Google uses this algorithm to count the number of incoming links to a webpage, because pages that are linked to by a lot of other sites are likely to be important. Eom applied the algorithm to 24 separate language editions of Wikipedia to see if different cultures rated different historical figures as the most important.
Linnaeus topped the chart across all languages because there are so many Wikipedia pages with scientific names in every edition, and they all eventually lead back to him. Looking at just the English edition, the top three were Napoleon, Barack Obama and Linnaeus.
Of course, what works to show a webpage's influence doesn't necessarily apply to how influential a person is, so the team also tried another algorithm called 2DRank, which counts both incoming and outgoing links. That spat out Adolf Hitler, Michael Jackson and Madonna as the most important across all languages, and Frank Sinatra, Michael Jackson and Pope Pius XII in just English.

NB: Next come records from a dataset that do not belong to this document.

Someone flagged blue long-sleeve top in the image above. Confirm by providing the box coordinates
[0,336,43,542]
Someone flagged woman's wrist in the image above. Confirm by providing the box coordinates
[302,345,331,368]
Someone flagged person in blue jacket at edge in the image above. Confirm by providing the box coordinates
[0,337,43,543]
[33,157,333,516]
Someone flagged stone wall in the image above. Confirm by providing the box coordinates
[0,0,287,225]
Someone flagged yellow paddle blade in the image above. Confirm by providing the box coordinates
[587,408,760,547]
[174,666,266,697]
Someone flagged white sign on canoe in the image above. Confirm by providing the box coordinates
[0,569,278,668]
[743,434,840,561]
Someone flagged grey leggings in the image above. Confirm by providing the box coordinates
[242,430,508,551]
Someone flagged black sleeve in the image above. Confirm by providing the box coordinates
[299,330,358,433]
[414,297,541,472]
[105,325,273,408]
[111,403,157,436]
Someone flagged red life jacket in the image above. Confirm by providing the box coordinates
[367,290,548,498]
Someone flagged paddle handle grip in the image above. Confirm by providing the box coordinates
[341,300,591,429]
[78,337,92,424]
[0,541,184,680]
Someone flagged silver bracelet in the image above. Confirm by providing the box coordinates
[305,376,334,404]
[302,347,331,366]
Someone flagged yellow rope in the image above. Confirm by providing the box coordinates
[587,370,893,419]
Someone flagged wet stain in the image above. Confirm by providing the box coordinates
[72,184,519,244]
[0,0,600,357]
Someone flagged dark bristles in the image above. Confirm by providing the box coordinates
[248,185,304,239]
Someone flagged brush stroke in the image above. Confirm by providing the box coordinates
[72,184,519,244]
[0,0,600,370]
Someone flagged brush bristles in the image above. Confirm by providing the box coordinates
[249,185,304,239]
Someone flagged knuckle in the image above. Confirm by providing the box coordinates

The team also looked at how the number of important people is spaced throughout history. Most people in their lists were born after the 17th century, in line with the general rise of global population, but there are spikes in the 5th and 1st century BC thanks to ancient Greek scholars, Roman leaders and Christian figures.
A previous PageRank analysis run in 2010 opted for Jesus, Napoleon and William Shakespeare, but because Wikipedia is constantly evolving, it is no surprise that the list has changed. Eom's team has posted their full list for each language online if you want to see where your favourite historical figure ended up.